Sur le petit écran, un doigt invisible trace la croix suisse sur des grains immaculés. Selon les estimations de Guido Stäger, directeur de Sucre Suisse, la publicité coûte à la branche quelque 1% de son chiffre d’affaires annuel. Celui-ci s’élevant à 241 millions de francs, on peut donc en déduire que 2,41 millions servent à promouvoir le cristal helvétique auprès des consommateurs, dont la moitié pour les spots télévisés.

Cet argent est-il bien investi? Rien n’est moins sûr, car seulement 10% de la production annuelle indigène finit dans l’assiette des Suisses. Et, dans les supermarchés, on ne trouve que du sucre… helvète! Le reste est vendu à l’industrie alimentaire pour être transformé ou revendu à l’étranger.

Il n’est donc guère étonnant de voir les distributeurs s’interroger sur les moyens dilapidés par la branche. «Sur nos étals, 100% des paquets de sucre proviennent d’ici, car Coop mise sur la production indigène», relève son porte-parole, Urs Meier. Les grandes surfaces n’ont du reste aucun intérêt à s’approvisionner ailleurs, puisque le prix du kilo suisse est lié à celui qui est fixé dans l’Union européenne.
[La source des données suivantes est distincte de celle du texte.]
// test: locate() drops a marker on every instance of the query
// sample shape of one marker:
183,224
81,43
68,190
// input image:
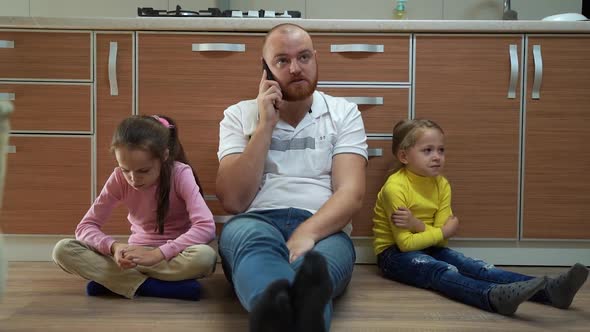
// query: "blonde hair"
405,135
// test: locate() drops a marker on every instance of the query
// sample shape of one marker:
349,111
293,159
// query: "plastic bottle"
399,12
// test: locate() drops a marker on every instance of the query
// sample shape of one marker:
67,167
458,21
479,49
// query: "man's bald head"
284,30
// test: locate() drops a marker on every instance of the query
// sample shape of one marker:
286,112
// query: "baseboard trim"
534,253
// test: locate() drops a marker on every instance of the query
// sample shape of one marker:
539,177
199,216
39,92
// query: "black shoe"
273,312
310,293
506,298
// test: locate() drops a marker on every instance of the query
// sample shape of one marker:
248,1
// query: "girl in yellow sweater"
413,221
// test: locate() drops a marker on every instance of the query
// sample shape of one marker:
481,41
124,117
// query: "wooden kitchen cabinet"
377,58
462,82
376,69
193,78
114,102
35,55
378,169
48,76
380,108
556,154
50,107
48,184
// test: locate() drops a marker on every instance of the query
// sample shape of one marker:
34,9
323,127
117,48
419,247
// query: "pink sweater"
189,220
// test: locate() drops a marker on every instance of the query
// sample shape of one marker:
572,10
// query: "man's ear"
402,156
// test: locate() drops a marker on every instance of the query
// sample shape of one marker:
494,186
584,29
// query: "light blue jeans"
253,250
449,272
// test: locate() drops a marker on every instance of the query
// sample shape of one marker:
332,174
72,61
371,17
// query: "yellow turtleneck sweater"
429,200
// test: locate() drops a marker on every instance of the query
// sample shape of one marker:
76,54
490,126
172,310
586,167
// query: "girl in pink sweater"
170,222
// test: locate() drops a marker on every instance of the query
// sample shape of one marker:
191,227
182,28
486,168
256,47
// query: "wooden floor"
41,297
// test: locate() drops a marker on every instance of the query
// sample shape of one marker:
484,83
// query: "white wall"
315,9
14,8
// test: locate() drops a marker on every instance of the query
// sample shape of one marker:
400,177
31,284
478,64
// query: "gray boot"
505,298
562,289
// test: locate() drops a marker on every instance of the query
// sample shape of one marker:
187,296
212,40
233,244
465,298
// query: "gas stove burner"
216,12
179,12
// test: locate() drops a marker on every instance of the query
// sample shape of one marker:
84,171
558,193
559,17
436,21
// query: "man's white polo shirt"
298,168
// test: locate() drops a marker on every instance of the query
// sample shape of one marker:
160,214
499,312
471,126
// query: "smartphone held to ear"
269,75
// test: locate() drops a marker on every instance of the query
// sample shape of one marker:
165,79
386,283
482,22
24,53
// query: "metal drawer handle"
538,59
7,96
357,48
513,50
216,47
375,152
365,100
6,43
113,69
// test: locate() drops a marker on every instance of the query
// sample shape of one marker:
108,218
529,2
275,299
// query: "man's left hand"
298,245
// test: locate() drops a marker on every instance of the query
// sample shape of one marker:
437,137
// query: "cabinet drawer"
380,164
49,107
363,58
45,55
48,184
381,108
197,86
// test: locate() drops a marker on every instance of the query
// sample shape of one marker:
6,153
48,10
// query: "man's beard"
300,92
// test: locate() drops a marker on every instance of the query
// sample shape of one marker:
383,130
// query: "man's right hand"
450,227
269,99
118,252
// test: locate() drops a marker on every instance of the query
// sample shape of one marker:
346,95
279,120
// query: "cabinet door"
380,108
378,169
48,184
194,78
114,102
462,83
557,154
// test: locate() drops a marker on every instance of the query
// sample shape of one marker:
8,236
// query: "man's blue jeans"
253,250
449,272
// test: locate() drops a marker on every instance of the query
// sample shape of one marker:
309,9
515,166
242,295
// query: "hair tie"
163,121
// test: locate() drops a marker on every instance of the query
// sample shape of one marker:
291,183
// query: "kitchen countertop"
315,25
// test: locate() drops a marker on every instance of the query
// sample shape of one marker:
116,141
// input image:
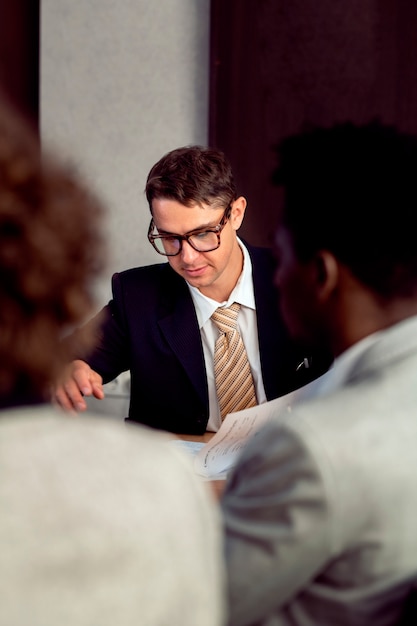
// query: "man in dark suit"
320,511
158,324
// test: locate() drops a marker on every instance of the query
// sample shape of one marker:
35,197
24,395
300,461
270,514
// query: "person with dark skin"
320,511
158,324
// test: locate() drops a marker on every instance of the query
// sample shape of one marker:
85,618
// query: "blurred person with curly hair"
99,525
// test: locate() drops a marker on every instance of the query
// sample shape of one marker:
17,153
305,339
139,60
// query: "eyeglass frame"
215,229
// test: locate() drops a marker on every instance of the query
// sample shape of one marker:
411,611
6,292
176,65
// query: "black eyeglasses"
202,240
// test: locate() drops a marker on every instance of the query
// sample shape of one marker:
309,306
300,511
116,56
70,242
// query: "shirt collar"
242,292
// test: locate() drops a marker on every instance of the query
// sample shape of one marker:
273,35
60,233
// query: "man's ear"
238,212
327,273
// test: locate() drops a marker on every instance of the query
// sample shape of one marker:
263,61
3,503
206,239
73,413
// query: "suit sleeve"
277,524
111,355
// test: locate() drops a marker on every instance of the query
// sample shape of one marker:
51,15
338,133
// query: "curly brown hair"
51,247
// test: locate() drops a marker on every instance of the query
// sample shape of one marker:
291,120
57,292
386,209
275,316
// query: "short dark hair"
192,175
353,191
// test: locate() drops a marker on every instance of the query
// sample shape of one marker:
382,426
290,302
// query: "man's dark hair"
352,190
192,175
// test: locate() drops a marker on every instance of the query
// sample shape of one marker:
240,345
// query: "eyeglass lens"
202,242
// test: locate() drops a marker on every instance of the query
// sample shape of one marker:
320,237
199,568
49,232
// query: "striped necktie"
234,382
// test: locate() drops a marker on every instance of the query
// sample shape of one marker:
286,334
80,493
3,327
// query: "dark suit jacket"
150,328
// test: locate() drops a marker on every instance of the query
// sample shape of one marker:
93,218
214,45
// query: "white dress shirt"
205,307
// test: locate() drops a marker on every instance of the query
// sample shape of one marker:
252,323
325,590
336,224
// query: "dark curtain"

Or, depuis deux ans, Bruxelles a baissé le prix de la tonne de sucre de 720 Ä à 425 Ä, imposant une diminution semblable à la branche suisse. Cette politique a évidemment des répercussions directes pour les producteurs de betteraves sucrières.

Berne à la rescousse

La rémunération par tonne de tubercules a ainsi passé de 53 fr. à 45 fr. Pour permettre aux quelque 6500 familles paysannes qui en vivent de garder la tête hors de l’eau, Berne a augmenté ses subventions en conséquence. Celles-ci ont ainsi passé de 1400 fr. à 1600 fr. par hectare.

Cette compensation s’effectue par le biais des paiements directs. Estimés à 58 millions de francs pour la branche, ils sont financés par les contribuables. L’évolution du marché a certes été bénéfique pour l’industrie alimentaire, qui s’approvisionne à meilleur compte, mais le consommateur, lui, n’en a pas profité. Bien au contraire, puisqu’il paie ses impôts… et finance ainsi, malgré lui, des campagnes de publicité superflues.